Afternoon hangs: Getting in touch with Mother Nature

Afternoon+hangs%3A+Getting+in+touch+with+Mother+Nature

Many students enjoy hammocking on and off-campus.  CW | Shelby Akin

Sam West

Hammocking—or owning a hammock—has become a staple for all sorts of people, not just people who live active, outdoor lives.

“You get to kind of be in a perspective you’re not always in because you’re out in nature and in air, which is not something we usually experience,” said Elsie Clute, a sophomore majoring in Spanish and New College.

Hammocking is a way to escape the stress of college life, which is why the hobby has such a devoted following among UA students. Clute was originally introduced to the hobby by her boyfriend, but several of her friends also own hammocks.

“I think the first time I was ever actually in one, my boyfriend took me to the Riverwalk,” she said.

Though she occasionally does enjoy hammocking in solitude, most of the time, Clute prefers the social aspect of the hobby. She has a double-nester, a larger hammock that can comfortably fit two people.
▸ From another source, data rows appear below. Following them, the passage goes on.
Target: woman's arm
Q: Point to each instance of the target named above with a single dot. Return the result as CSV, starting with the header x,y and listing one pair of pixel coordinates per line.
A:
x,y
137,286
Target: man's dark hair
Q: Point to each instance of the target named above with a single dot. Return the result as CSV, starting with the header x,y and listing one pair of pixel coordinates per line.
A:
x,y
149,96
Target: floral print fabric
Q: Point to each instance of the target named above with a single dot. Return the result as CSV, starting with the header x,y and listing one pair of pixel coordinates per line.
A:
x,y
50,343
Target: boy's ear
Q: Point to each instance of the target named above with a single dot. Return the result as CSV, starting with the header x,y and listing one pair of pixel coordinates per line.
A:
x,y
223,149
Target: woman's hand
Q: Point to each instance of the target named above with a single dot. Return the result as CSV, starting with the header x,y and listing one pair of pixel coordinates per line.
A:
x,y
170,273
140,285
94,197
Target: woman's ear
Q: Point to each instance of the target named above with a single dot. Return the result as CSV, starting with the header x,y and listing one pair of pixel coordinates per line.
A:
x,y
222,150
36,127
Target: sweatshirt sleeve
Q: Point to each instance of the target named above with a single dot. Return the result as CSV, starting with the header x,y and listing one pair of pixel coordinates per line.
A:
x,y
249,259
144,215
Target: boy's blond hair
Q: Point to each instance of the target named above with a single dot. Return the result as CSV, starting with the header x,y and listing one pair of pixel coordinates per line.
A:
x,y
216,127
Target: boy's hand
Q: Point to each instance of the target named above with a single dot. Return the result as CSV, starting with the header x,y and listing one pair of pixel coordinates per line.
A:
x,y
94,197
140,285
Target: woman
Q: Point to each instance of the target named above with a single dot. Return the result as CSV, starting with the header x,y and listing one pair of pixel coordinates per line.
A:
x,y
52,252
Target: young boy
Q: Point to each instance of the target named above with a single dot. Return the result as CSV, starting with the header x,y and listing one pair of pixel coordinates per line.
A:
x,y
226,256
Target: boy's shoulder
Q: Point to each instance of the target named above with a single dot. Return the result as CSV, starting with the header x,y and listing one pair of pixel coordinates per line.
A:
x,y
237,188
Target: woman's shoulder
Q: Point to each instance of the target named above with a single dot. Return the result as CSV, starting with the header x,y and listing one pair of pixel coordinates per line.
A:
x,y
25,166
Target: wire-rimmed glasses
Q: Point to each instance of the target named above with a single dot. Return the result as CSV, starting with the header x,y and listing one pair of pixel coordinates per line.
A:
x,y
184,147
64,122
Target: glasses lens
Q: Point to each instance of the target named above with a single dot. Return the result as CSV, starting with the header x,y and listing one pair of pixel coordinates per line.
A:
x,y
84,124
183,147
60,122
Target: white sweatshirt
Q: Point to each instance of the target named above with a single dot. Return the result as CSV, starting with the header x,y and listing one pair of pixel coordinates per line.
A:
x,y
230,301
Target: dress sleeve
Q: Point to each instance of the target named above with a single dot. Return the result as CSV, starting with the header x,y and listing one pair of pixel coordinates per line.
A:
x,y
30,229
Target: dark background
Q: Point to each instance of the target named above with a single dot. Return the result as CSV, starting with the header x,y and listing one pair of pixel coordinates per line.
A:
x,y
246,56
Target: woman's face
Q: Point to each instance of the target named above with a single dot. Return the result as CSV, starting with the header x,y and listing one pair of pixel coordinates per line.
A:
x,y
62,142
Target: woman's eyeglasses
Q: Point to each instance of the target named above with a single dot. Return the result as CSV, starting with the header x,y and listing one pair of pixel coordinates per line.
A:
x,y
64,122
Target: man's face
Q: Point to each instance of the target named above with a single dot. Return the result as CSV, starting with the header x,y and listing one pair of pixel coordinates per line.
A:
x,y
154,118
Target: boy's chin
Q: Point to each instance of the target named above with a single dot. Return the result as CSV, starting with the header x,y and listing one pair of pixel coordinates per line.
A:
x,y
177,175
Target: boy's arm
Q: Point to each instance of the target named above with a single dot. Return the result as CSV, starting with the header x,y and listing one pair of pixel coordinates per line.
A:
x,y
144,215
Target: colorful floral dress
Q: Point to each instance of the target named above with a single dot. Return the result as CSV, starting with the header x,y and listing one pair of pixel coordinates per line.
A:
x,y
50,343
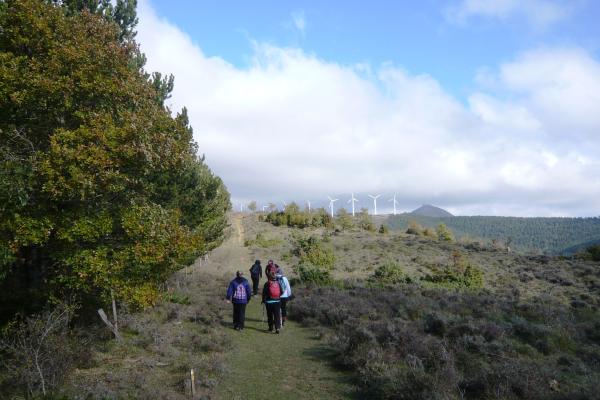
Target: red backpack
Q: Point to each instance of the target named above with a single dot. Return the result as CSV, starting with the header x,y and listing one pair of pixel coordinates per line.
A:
x,y
274,290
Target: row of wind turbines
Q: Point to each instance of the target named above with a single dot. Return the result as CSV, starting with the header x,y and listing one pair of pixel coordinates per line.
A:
x,y
353,200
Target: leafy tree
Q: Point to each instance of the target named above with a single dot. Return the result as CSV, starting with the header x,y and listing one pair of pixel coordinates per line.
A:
x,y
344,219
100,187
365,222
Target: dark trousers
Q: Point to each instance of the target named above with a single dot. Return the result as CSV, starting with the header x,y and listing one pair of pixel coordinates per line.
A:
x,y
239,315
255,281
283,307
274,315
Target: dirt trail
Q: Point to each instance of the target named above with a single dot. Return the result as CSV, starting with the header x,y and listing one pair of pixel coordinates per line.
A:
x,y
291,365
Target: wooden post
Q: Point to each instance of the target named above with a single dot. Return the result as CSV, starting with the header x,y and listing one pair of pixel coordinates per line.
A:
x,y
109,324
193,383
114,304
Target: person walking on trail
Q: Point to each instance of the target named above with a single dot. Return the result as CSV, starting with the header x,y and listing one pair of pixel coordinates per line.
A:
x,y
272,267
239,294
271,297
286,296
255,274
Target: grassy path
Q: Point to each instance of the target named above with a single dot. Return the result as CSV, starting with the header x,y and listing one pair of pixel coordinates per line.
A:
x,y
291,365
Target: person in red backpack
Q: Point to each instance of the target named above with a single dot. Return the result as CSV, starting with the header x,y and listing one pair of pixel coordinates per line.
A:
x,y
272,292
272,267
239,293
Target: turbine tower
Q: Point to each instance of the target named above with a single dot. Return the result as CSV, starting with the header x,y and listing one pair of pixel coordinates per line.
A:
x,y
393,199
353,200
331,201
374,203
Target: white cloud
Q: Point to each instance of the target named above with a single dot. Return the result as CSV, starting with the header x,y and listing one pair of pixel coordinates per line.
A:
x,y
291,126
298,21
538,13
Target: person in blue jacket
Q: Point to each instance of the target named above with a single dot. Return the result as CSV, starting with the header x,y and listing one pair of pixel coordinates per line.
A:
x,y
239,293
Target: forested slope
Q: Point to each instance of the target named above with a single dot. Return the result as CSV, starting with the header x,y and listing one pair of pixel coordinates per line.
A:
x,y
546,235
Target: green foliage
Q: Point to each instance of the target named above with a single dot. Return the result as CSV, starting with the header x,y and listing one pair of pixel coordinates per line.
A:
x,y
100,187
292,216
315,252
414,228
365,222
344,220
312,274
459,274
262,241
548,235
444,234
593,252
390,273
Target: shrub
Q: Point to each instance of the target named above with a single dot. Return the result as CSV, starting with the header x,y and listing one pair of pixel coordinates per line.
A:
x,y
38,352
444,234
470,278
314,275
389,273
414,228
594,252
315,252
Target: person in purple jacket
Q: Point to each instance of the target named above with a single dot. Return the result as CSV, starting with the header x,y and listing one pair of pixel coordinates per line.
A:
x,y
239,293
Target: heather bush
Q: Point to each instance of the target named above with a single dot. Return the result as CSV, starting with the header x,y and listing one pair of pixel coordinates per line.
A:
x,y
315,252
433,343
389,273
38,352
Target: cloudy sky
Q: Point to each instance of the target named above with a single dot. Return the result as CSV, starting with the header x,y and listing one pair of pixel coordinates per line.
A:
x,y
482,107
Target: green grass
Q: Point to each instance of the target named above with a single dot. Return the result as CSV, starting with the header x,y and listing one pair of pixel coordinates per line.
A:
x,y
292,365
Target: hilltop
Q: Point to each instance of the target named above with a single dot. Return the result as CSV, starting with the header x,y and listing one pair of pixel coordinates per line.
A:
x,y
428,210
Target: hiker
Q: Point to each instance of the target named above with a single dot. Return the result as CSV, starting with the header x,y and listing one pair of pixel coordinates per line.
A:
x,y
255,274
286,296
271,298
239,294
272,267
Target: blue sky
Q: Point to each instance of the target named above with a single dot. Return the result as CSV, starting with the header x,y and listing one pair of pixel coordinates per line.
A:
x,y
485,107
420,36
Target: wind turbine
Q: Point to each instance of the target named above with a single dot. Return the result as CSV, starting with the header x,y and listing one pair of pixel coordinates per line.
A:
x,y
331,201
353,200
374,202
394,202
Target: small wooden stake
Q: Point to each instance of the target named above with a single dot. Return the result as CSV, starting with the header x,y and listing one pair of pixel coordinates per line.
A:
x,y
193,383
112,298
109,324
“I like to talk to people that way. It takes everything else out of the picture,” she said. “You’re in the middle of the woods, or at least surrounded by trees, so there’s not any distractions. There’s not a TV or a computer or a cell phone or anything else really, so it takes out all the distractions of life, and you can really just talk to someone and really get to know them.”

Rae Galbreath, a junior majoring in communication studies, started hammocking in high school, when the hobby was popular. Her favorite place to go hike and hammock around Tuscaloosa is Lake Nicol.

“I usually hike all the way toward the end of the trail, where there’s not a lot of people there,” she said. “I usually set up my hammock there, there’s a lot of great views. I also go to the Lake Nicol spillway, where there’s a big waterfall there, or rapids, and I set up my ENO.”

ENO is a lightweight brand of hammock produced by Eagle Nest Outfitters. It’s the favorite among students because it’s easy to carry.

Galbreath’s favorite part of hammocking is that it enhances the 
hiking experience.

“I like to, when I get to my destination, have something I can lay with or somewhere I can relax, because I don’t want to just sit on the ground,” she said. “[The hammock] being super lightweight, I can just pack it in my backpack. It’s not that annoying to carry around, and I like setting it up and actually having time to relax once I get to the destination and not just see it and leave. It’s like setting up camp but not really.”

Though the hammock seems to be mostly an outdoor accessory, that’s not always the case. Clute told me she had a hammock hanging by a window in her living room, where it acted like a piece of indoor furniture.

Wilson Lin, co-founder of Serac Hammocks, a new outdoor company started this year, said the appeal of hammocking and the outdoors might be particularly special to the Millennial generation.

“As we become more digitally dependent on our devices, the outdoors provides almost a meditative place of solitude and wonder,” Wilson said. “It lets people live in the moment. You no longer have the constant urge to check your phone for notifications and texts. You’re just taking one step at a time and enjoying the world around you.”